If you trust, make offers, disclose your bottom line, yield to pressure, seek what the other side will accept, and agree to one-sided losses – you'll be vulnerable to hard negotiators.
They want to win. They are adversarial, demand concessions, distrust, mislead, seek only what they'll accept, apply pressure, and insist on your position.
Positional bargaining often leads to win-lose. And soft negotiators are the losers.
How can You Negotiate Instead?
Fisher and Ury tell you to change the game. Try principled negotiating instead.
Here are the four points of this straightforward method to negotiate:
- Separate the people from the problem.
- Focus on interests, not positions.
- Generate a variety of options before deciding what to do.
- Insist the result be based on some objective criteria or standard.
The first point involves taking the emotion out of the communication. Think “the problem is the problem; the people aren’t the problem.” This helps remove egos from the negotiation.
You're working together on the problem rather than attacking one another or your positions.
The second point focuses you on looking at what you want – what interests you, not where you stand. Once people take a stand on something, it’s hard to give in.

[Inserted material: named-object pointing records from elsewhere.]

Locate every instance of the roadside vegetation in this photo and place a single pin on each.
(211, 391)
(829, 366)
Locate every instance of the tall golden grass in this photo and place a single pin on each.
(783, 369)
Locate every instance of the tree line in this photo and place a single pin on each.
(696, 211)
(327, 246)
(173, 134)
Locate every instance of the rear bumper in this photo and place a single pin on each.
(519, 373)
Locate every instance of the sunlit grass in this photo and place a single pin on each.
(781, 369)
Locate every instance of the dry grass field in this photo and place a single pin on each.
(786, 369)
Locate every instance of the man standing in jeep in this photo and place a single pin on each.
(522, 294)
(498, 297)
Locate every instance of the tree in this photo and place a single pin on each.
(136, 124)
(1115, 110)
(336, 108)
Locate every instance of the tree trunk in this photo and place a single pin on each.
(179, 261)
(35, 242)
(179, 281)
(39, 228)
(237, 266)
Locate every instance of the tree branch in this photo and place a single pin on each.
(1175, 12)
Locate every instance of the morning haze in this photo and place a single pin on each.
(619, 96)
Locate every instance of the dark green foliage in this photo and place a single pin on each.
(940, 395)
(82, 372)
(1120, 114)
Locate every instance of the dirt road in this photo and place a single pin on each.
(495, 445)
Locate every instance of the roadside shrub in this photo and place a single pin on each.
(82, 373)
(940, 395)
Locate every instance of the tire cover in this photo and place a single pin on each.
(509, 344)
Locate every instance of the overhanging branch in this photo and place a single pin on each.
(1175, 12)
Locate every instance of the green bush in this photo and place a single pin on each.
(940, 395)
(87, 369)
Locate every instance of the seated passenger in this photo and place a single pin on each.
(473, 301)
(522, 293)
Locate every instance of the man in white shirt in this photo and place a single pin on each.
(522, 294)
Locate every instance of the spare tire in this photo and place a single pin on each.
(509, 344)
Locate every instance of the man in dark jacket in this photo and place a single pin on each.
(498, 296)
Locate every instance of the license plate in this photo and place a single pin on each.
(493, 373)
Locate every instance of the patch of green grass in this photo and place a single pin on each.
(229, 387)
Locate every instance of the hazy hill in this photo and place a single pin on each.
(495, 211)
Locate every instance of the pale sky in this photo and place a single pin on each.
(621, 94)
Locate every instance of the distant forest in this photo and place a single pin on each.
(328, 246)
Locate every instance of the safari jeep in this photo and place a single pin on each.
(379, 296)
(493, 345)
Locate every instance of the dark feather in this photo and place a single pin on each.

The idea of “saving face” can get in the way and prevent progress in finding a solution.
The third point removes the pressure of looking at one solution as the answer.
Maybe a collective agreement can be reached on an alternative you haven’t thought of because you are so stuck in win-lose and back-and-forth negotiations.
Principled negotiations set aside time for you to be creative and explore more options.
The fourth point involves agreeing on a fair standard or set of criteria to base the negotiation on.
Discussions then revolve around how the options being considered best meet the criteria or standard – not on what you’re willing to accept or give up.
Maybe you’ve already noticed this becomes negotiating on the merits rather than playing a game. A game you may never be successful at playing.
What Changes When Negotiating this Way?
You become flexible problem-solvers, not game players. And there's no winning and losing – you seek mutual gain whenever possible.
The book does a deeper dive into each of the four steps in principled negotiation. It gives plenty of examples of how it works and how it might benefit you – in your career and your life.
Will the points described in Getting to Yes always work? No. Successful negotiations depend on what you’re negotiating and who you are negotiating with.
But it’s definitely worth a read to determine if this strategy is one that will save you time and energy as you work to address conflicts or negotiate issues throughout your life.